Today I give thanks for... traditions. As a member of a many-generation Canadian family, we tend not to consider our holidays to be infused with any kind of grand, cultural traditions. Instead, ours are just run-of-the-mill, nothing extraordinary, meat-and-potatoes kind of holidays.
But, to a certain extent, those meat-and-potatoes are our traditions. Any of our family holidays - Easter, Thanksgiving, Christmas... even random visits home - are accompanied by huge meals prepared by Mom and eaten around an increasingly large kitchen table (not even a dining room table but just a run-of-the-mill, nothing extraordinary, meat and potatoes kind of table). And around this tradition of gathering for a meal, millions of little tiny traditions abound....

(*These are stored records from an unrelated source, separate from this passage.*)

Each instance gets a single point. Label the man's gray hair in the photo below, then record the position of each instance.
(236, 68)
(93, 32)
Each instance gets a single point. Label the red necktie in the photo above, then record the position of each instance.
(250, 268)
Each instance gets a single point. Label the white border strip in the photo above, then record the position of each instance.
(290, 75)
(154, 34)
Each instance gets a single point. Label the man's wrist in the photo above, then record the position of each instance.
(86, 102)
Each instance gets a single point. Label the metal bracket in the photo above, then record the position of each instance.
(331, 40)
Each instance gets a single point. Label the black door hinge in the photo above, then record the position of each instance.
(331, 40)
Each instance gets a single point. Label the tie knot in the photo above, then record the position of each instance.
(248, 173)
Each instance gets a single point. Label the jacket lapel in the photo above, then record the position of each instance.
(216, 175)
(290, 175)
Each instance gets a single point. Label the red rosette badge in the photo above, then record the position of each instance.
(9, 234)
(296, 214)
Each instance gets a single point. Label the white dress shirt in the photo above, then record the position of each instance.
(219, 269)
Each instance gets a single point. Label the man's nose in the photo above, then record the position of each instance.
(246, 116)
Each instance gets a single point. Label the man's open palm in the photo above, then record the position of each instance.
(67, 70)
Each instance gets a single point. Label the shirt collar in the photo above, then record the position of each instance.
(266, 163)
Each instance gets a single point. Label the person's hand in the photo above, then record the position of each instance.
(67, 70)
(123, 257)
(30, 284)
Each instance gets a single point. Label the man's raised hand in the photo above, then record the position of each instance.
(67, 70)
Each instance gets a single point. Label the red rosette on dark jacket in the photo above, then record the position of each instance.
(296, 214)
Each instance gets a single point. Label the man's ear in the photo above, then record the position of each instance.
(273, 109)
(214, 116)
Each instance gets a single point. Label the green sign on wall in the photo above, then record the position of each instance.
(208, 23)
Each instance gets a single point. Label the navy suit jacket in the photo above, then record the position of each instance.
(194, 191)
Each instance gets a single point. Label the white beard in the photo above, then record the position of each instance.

My brother eats most of the mashed potatoes;
There's always a pickle dish with gherkins and pickled onions (most of which get eaten when by whomever is setting the table);
My nephew bypasses the turkey for a plate of buns and butter and peas;
There must - there must - be broccoli casserole;
Wine or punch is served in tiny red goblets;
And pie is the must-have dessert - apple for most of us; peach for my brother-in-law.
There are more. Perhaps they are more idiosyncracies than they are traditions but, nonetheless they are celebrated and appreciated and embraced.
This year will be the second year that my sister and I plus our husbands are in Ontario, while the rest of the family celebrates Thanksgiving in Saskatchewan. But this year, just like last year, we will be joined with our family in our traditions. There will be a turkey, served with gherkins and pickled onions. We will cook less potatoes, because my brother isn't sitting at our table to eat them. I am making - I must make - the broccoli casserole. And there will be pie for dessert (just apple).
We will sit around a run-of-the-mill, nothing extradordinary kitchen table. We will eat our meat and potatoes. And we will celebrate family. And traditions. And we will give thanks.